「まだ死なないで」最後に頑張ってくれた母
今まで何回かお見舞いに来たけど、「がんばって」とか「死なないで」とは言えなかった。意識もなく、機械に生かされている状態が本人は一番嫌だったと思う。
病室に入ると母のモニターがなっている。血圧が20を下回って、16位になるときがある。まだ妹も吉垣さんも来ない。「まだ駄目だよ」と思いっきり念力を送るように言った。不思議と血圧が上がってきた。やはり聞こえているんだ。最後にひと踏ん張りしてくれた。本当に最後の最後まで頑張ってくれる母は凄い人だと思う。
妹と吉垣さんが病室に来た。何とか間に合って本当に良かった。
医者も看護師も誰も来ない。

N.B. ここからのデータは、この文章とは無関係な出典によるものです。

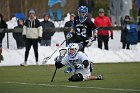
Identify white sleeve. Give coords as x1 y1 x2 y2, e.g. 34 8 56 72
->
38 26 43 37
22 26 27 35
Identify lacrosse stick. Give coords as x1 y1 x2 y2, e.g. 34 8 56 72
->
51 49 67 82
42 40 66 64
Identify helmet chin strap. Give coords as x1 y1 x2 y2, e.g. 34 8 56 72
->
79 16 87 23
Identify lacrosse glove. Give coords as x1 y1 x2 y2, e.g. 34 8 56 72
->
74 64 84 69
66 33 73 39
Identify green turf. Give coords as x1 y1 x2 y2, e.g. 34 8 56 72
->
0 62 140 93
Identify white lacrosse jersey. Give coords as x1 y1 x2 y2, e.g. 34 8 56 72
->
61 51 91 80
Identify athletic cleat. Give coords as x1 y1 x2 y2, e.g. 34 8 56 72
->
64 67 72 73
97 75 103 80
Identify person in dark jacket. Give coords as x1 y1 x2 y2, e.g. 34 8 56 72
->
21 9 42 66
0 14 7 62
121 15 130 49
94 8 113 50
41 14 55 46
13 19 25 49
64 13 75 46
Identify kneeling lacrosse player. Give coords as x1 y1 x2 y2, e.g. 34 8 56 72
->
55 43 103 82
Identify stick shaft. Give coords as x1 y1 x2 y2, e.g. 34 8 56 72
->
51 67 57 82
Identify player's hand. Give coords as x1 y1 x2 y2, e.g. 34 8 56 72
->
74 64 84 69
66 33 73 39
54 56 62 63
86 37 95 47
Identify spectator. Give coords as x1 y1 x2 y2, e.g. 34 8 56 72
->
41 14 55 46
13 19 25 49
21 9 42 66
0 14 7 62
94 8 113 50
121 15 130 49
138 17 140 42
55 43 103 82
64 13 75 46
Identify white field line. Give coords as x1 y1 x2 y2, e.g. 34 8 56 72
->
1 82 140 92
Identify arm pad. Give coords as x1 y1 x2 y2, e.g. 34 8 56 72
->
55 62 64 68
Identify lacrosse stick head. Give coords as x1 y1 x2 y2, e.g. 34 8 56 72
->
42 56 50 64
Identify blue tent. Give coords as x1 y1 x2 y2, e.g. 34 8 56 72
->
48 0 66 7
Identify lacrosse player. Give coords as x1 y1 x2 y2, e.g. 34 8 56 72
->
66 6 97 52
55 43 103 82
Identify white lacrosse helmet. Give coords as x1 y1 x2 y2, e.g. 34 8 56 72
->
68 43 79 57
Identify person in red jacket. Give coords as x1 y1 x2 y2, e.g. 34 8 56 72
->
94 8 113 50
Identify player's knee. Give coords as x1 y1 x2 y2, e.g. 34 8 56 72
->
68 73 84 82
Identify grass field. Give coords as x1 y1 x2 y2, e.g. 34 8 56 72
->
0 62 140 93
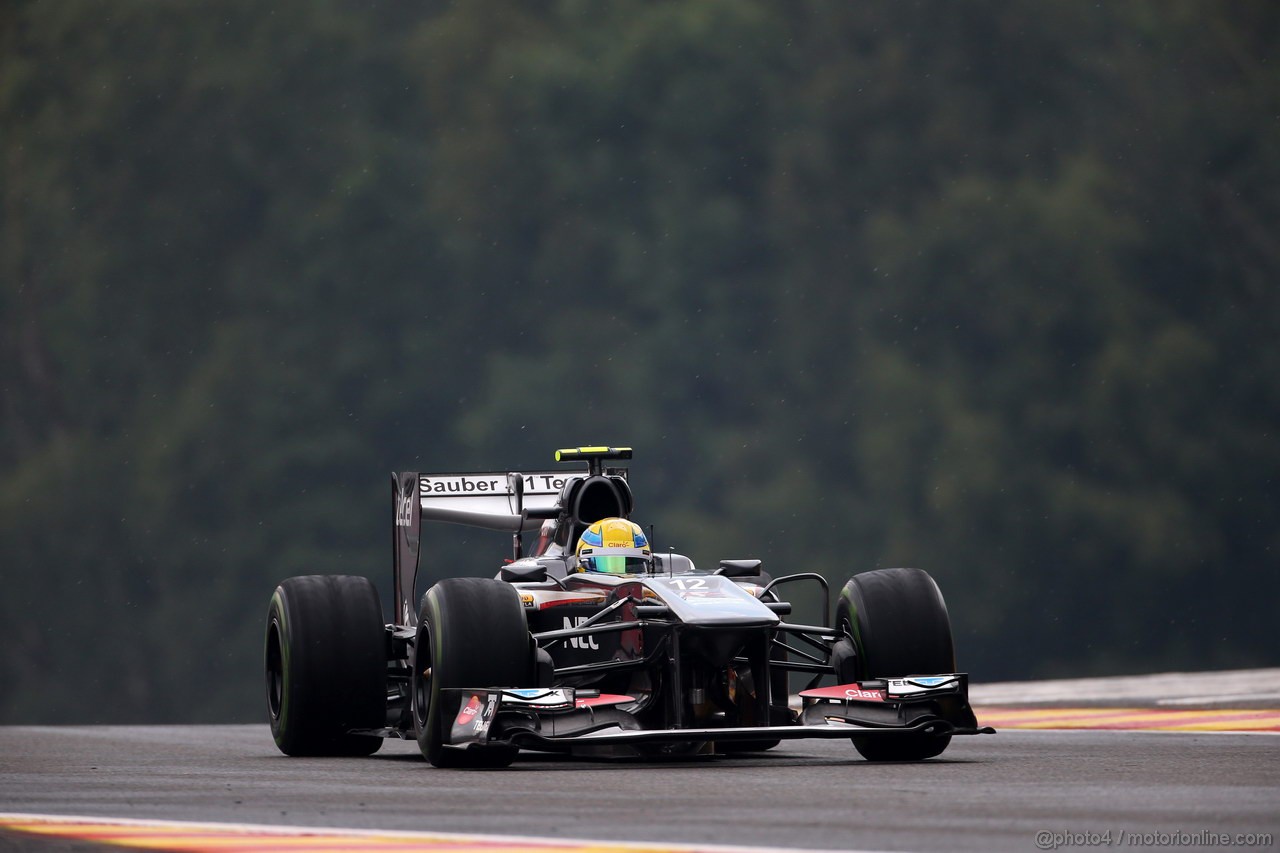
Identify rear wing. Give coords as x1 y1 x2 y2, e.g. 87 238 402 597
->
392 447 631 625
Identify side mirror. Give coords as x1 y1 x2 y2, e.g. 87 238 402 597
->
716 560 764 578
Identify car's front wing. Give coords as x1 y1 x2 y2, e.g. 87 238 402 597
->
440 674 995 752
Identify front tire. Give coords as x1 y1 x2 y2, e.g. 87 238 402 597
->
412 578 536 767
265 575 387 756
836 569 956 761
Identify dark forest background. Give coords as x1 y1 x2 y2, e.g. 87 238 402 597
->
0 0 1280 722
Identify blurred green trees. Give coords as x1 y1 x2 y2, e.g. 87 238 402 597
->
0 0 1280 722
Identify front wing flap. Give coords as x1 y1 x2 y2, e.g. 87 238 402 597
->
440 674 995 751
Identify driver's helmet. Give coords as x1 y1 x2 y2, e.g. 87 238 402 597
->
573 519 653 575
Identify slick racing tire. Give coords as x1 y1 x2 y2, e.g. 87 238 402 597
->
266 575 387 756
836 569 956 761
411 578 536 767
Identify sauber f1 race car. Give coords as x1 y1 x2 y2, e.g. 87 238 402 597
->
266 447 992 767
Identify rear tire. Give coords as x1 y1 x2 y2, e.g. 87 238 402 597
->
411 578 536 767
265 575 387 756
836 569 956 761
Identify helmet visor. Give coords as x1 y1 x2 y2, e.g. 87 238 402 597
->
579 549 652 575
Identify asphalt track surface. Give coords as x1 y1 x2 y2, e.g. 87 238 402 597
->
0 725 1280 852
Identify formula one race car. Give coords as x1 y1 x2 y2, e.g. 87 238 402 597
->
266 447 992 767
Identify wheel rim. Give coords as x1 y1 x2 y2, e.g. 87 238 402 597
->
266 619 284 720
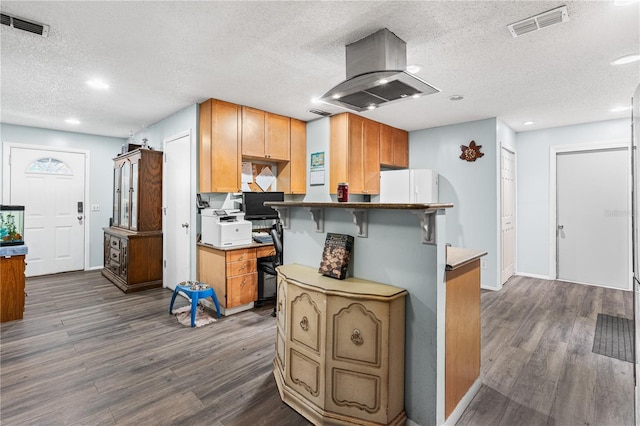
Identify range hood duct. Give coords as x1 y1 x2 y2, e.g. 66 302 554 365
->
320 28 440 111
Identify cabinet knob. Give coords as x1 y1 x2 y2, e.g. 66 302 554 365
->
351 328 364 346
300 317 309 331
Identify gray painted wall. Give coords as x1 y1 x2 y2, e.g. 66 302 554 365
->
409 118 500 289
516 119 631 277
0 124 125 269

延命治療はせず、自然に。
母のモニターはピコンピコンと鳴り続けている。
もうここから回復することはないと皆思っているようだ。
「ありがとね」「大好きだよ」とみんな声をかけながら泣いている。
看護師さんも先生も誰も来ないのは、もうこのまま亡くなってしまうと分かっているからだろう。

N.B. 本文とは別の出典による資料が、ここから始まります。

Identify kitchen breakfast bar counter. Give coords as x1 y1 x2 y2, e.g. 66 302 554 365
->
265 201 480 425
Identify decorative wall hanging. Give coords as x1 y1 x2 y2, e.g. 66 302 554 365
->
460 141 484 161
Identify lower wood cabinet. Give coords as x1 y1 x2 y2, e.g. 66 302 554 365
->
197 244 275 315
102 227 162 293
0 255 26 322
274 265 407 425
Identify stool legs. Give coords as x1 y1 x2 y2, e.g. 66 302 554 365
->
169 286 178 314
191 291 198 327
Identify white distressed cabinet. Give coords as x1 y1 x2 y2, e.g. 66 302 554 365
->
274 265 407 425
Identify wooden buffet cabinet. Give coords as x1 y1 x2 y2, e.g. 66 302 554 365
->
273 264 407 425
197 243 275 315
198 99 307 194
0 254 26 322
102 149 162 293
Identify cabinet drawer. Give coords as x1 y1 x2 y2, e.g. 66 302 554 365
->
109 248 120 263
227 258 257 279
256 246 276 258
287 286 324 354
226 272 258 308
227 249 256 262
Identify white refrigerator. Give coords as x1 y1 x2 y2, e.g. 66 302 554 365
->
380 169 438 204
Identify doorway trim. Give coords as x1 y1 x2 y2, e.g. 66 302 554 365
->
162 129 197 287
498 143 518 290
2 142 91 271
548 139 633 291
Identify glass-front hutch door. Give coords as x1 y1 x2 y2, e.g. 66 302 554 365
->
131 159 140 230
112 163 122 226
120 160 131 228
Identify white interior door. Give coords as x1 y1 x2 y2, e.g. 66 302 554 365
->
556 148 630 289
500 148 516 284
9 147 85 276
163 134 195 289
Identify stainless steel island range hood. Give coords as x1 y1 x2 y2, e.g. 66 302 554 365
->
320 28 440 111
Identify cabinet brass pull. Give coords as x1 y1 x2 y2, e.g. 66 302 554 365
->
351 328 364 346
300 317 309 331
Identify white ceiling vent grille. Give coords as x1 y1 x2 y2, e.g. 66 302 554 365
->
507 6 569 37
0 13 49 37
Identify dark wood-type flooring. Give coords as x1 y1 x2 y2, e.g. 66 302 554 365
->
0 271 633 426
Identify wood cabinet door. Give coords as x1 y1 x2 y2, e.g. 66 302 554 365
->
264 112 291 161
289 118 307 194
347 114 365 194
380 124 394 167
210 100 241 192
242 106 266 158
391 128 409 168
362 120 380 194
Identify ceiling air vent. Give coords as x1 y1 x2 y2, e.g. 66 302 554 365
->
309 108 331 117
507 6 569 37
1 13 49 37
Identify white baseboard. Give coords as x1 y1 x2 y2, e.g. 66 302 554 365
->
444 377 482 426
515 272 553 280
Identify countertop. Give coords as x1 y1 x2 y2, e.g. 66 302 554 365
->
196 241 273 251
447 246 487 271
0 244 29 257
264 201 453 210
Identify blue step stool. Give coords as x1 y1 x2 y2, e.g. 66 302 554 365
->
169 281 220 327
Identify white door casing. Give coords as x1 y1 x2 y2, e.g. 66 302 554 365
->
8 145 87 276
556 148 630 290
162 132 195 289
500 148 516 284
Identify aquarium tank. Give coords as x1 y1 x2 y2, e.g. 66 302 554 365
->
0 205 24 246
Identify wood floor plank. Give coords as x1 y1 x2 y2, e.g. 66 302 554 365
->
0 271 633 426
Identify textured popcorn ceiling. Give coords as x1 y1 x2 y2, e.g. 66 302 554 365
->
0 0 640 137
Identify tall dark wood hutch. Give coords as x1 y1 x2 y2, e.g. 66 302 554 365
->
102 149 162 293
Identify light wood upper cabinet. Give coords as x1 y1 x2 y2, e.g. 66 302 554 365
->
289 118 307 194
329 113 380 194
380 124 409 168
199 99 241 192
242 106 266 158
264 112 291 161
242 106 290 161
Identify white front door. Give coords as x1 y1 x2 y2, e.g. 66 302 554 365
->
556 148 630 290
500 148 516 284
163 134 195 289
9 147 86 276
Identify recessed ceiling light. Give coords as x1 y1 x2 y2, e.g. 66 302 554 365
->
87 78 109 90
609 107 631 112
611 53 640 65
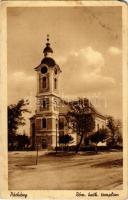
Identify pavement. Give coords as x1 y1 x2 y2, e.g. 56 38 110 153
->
8 151 123 190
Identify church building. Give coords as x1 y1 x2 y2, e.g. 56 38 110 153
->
30 36 106 149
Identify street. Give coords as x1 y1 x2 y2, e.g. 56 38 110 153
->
8 151 123 190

僕たちだけで最期の時を過ごせたのは本当に良かったと思う。母の温かい手を握りながら、この手で僕たちを育ててくれたんだと思うと涙が止まらなかった。「大丈夫だよ。兄妹仲良くちゃんとするからね。安心してね。」と母の前で誓った。
眠るように、母は静かに息を引き取った。
モニターの数値が0になった。
モニターがなければ寝ているんじゃないかと思うほど安らかな死だった。
母の手を握りながら思いっきり泣いた。「ありがとう」と何度も言った。どんどん手が冷たくなっていくのが分かる。
十分にお別れができたころ先生と看護師さんが来て、死亡確認をした。しばらく母のそばにいたかったけど、ほかの患者さんもいるし、医療機械につながれている状態がかわいそうだったので看護師さんにお願いして病室をでた。
霊安室へ移動
機械を外し、浴衣に着替えて、軽くメイクをして、先生を看護師さんに見送られながら霊安室へ移動した。
霊安室への移動をしてくれたのは、葬儀社さんでした。
霊安室に到着し、母を安置すると今後どうするかという事を聞かれた。急にそんなこと言われても対応できませんでした。葬儀社は決まっているか?ご遺体を安置する場所は決まっているか?全て吉垣さんが対応してくれました。
安置場所は母が暮らしていたマンションで、葬儀社は吉垣さんのところのワイズワークスでした。
病院からマンションまでは搬送車を使わずに、母が長年乗っていた自家用車で移動しました。
フルーリストよしがきの前で車を停めて、「終活サロン頑張るからね」と吉垣さんが言ってくれました。
国立の駅前を通り、以前住んでいたマンションの前を通って、自宅マンションに到着しました。
リビングに母を安置すると吉垣さんが花を持ってきてくれました。母が好きそうな、本当に綺麗で素晴らしい花でした。母が少し笑ったような、そんな感じがしました。